我想使用查询显示subtraction来自two不同行的两个值SQL。
This is the table structure:
这是表结构:
------------------------------------
id | name | sub1 | sub2 | date
------------------------------------
1 | ABC | 50 | 75 | 2014-11-07
2 | PQR | 60 | 80 | 2014-11-08
I want to subtract date 2014-11-08 subject marks from date 2014-11-07.
我想从日期 2014-11-07 中减去日期 2014-11-08 的主题标记。
Output should be like as
输出应该像
| sub1 | sub2 |
---------------
| 10 | 5 |
回答by Gordon Linoff
You can use a join to get the rows and then subtract the values:
您可以使用连接来获取行,然后减去值:
SELECT(t2.sub1 - t1.sub1) AS sub1, (t2.sub2 - t1.sub2) AS sub2
FROM table t1 CROSS JOIN
table t2
WHERE t1.date = '2014-11-08' AND t2.id = '2014-11-07';
回答by Bruce Dunwiddie
I feel like you're leaving out an important part of your actual needs where you'll probably want to group by some specific field and return corresponding values, so the answer will be kind of limited. You can double reference the table like the example above, but it's usually much better if you can somehow only reference the table only once and remove the need for index lookups, bookmark lookups, etc. You can usually use simple aggregates or windowed aggregates to accomplish this.

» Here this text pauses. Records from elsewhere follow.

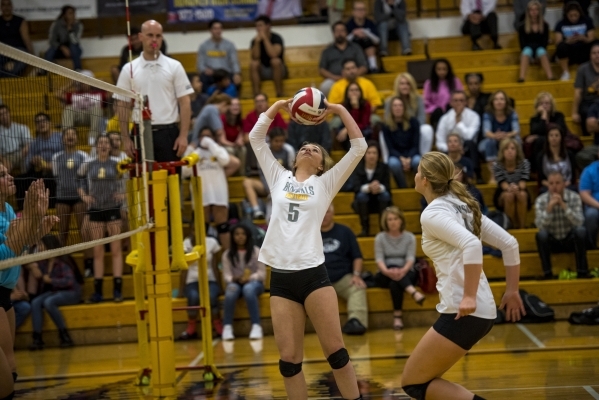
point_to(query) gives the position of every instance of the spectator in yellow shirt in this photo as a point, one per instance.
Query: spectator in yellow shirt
(349, 74)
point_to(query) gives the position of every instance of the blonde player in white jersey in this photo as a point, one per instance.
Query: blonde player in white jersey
(293, 249)
(452, 230)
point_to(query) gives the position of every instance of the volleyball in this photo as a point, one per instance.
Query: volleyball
(308, 105)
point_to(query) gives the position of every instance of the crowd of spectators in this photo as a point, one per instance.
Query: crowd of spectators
(453, 116)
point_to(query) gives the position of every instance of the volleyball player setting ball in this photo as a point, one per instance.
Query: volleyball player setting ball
(452, 230)
(293, 245)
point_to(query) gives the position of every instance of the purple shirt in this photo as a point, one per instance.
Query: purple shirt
(440, 98)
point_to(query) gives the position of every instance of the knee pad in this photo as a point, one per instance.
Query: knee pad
(338, 359)
(288, 369)
(417, 392)
(223, 228)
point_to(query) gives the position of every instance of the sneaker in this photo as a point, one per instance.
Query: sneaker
(256, 332)
(353, 327)
(95, 298)
(228, 332)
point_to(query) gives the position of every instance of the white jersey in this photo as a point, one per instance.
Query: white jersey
(293, 240)
(213, 159)
(448, 241)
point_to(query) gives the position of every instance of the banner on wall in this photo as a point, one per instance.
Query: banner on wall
(47, 10)
(206, 10)
(116, 8)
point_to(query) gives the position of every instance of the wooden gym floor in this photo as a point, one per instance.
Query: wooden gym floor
(546, 361)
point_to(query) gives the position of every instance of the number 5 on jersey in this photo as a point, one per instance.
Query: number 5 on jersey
(293, 214)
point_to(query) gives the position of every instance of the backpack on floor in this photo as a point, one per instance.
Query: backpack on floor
(590, 316)
(536, 310)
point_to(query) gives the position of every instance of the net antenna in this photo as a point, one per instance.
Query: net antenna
(29, 94)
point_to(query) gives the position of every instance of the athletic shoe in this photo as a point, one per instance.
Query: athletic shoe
(228, 333)
(353, 327)
(256, 332)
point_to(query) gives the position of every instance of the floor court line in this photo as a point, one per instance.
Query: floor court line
(531, 336)
(592, 392)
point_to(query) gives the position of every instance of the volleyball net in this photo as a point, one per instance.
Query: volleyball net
(60, 130)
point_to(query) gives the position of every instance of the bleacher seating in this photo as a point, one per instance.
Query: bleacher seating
(500, 68)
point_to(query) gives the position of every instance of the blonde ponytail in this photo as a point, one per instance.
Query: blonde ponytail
(440, 171)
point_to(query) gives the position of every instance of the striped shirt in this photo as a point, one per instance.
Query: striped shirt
(395, 250)
(521, 173)
(559, 222)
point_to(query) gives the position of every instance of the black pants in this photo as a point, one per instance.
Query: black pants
(575, 241)
(488, 26)
(397, 288)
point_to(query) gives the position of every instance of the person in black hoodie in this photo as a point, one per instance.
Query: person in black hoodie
(371, 185)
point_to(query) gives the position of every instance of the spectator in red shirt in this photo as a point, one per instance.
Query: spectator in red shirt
(84, 106)
(233, 126)
(359, 109)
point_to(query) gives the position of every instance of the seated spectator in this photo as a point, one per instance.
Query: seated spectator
(360, 111)
(234, 137)
(210, 116)
(462, 121)
(14, 32)
(350, 74)
(268, 57)
(260, 106)
(14, 141)
(198, 98)
(136, 49)
(480, 19)
(401, 135)
(65, 37)
(559, 217)
(371, 185)
(395, 254)
(343, 260)
(38, 164)
(218, 53)
(222, 84)
(388, 15)
(254, 187)
(534, 37)
(62, 287)
(100, 189)
(573, 37)
(363, 32)
(192, 289)
(299, 133)
(555, 157)
(214, 167)
(84, 106)
(589, 193)
(520, 11)
(437, 90)
(546, 114)
(512, 171)
(244, 276)
(499, 122)
(20, 301)
(332, 57)
(406, 88)
(455, 151)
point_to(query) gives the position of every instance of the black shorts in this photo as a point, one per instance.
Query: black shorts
(466, 331)
(109, 215)
(69, 202)
(297, 286)
(5, 298)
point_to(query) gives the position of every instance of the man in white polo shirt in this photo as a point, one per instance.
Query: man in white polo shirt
(165, 83)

我觉得您遗漏了实际需求的一个重要部分,您可能希望按某些特定字段进行分组并返回相应的值,因此答案会受到限制。您可以像上面的示例一样双重引用该表,但如果您能以某种方式只引用该表一次并且不需要索引查找、书签查找等,通常会更好。您通常可以使用简单聚合或窗口聚合来完成这个。
SELECT
MAX(sub1) - MIN(sub1) AS sub1,
MAX(sub2) - MIN(sub2) AS sub2
FROM
dbo.someTable;
回答by Carolyn Conway
Cross joins can be difficult to work with because they relate data in ways that are usually unintuitive. Here's how I would do it instead, with the simple, default, INNER JOIN:
交叉联接可能难以使用,因为它们以通常不直观的方式关联数据。下面是我将如何做到这一点,使用简单的默认值INNER JOIN:
WITH day1_info AS
(SELECT sub1, sub2
FROM mytable)
SELECT
day2_info.sub1 - day1_info.sub1 AS sub1_difference,
day2_info.sub2 - day1_info.sub2 AS sub2_difference,
FROM
mytable AS day2_info JOIN day1_info
ON day1_info.date = '2014-11-07'
AND day2_info.date = '2014-11-08'
If you'd like to do this for multiple sets of dates, you can do that too. Just change the JOINstatement slightly. (Note that in this case, you may also want to SELECTone of the dates as well, so that you know which time period each result applies to.)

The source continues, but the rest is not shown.